Now, small businesses as far away as New England are suffering the consequences of immigration controls. According to an article in the New York Times, small businesses in that part of the country are now facing major financial losses as a result of a shortage of seasonal workers.
The basic problem is one of socialism. When people hear that word, they often think in terms of either government ownership of the means of production or coercive redistribution of wealth. But there is actually another aspect to socialism — central planning.
Central planning is a process by which some group of government officials attempts to plan, in a top-down, command-and-control fashion, the economic affairs of some part of society. Inevitably, all sort of perversities result from the central planning, as people in socialist countries have long experienced.

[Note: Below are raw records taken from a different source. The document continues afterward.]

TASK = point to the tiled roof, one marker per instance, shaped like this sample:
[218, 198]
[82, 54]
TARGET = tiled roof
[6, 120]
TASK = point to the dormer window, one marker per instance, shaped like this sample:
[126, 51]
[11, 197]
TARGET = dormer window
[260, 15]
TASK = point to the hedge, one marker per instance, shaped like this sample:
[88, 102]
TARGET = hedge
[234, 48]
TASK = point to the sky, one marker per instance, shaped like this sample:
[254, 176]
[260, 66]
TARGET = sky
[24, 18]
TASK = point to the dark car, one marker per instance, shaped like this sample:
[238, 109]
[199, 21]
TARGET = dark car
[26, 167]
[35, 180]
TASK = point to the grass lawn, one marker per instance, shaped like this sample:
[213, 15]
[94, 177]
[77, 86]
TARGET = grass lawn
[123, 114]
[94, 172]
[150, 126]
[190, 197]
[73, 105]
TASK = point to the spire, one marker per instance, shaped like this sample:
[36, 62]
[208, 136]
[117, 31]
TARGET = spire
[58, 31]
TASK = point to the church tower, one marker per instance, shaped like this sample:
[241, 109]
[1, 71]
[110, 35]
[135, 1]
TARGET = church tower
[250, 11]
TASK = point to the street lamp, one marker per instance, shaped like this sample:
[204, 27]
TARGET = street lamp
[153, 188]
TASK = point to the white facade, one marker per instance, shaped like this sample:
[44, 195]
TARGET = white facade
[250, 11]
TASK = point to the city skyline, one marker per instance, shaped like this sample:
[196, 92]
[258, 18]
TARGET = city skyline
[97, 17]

Shortages are one of the main consequences of socialist central planning.
The fundamental economic problem, as Ludwig von Mises pointed out, is that central planning is inherently defective. That is, no matter whose plan is adopted, it can never work. Why is this? Because the central planner can never possess the requisite knowledge to plan the activities of thousands or millions of people, especially given that people’s valuations and market conditions are constantly changing. Central planners who think they possess such knowledge and expertise have what Friedrich Hayek called a “fatal conceit.”
Immigration controls are a good example of socialist central planning. The planners come up with some arbitrary number of immigrants to enter the United States. The economic problem is that the number is usually far less than the number of immigrants who would normally enter the country in response to natural laws of supply and demand. All sorts of perversions then result, including shortages.
For example, according the Times’ article, “For Cape Cod, the impact has been devastating. Employers will receive only 15 of the 5,000 visas they had requested, according to the Cape Cod Chamber of Commerce…. Employers say that unless Congress acts, they will have to scale back operations, because the labor pool in many resort areas is not deep enough to provide new workers, and many people do not want seasonal jobs.”
What will it take for Americans to finally abandon their commitment to socialism and restore a free market to our land? A good first step would be a recognition that it’s socialism, not the free market, that is the root of their economic woes.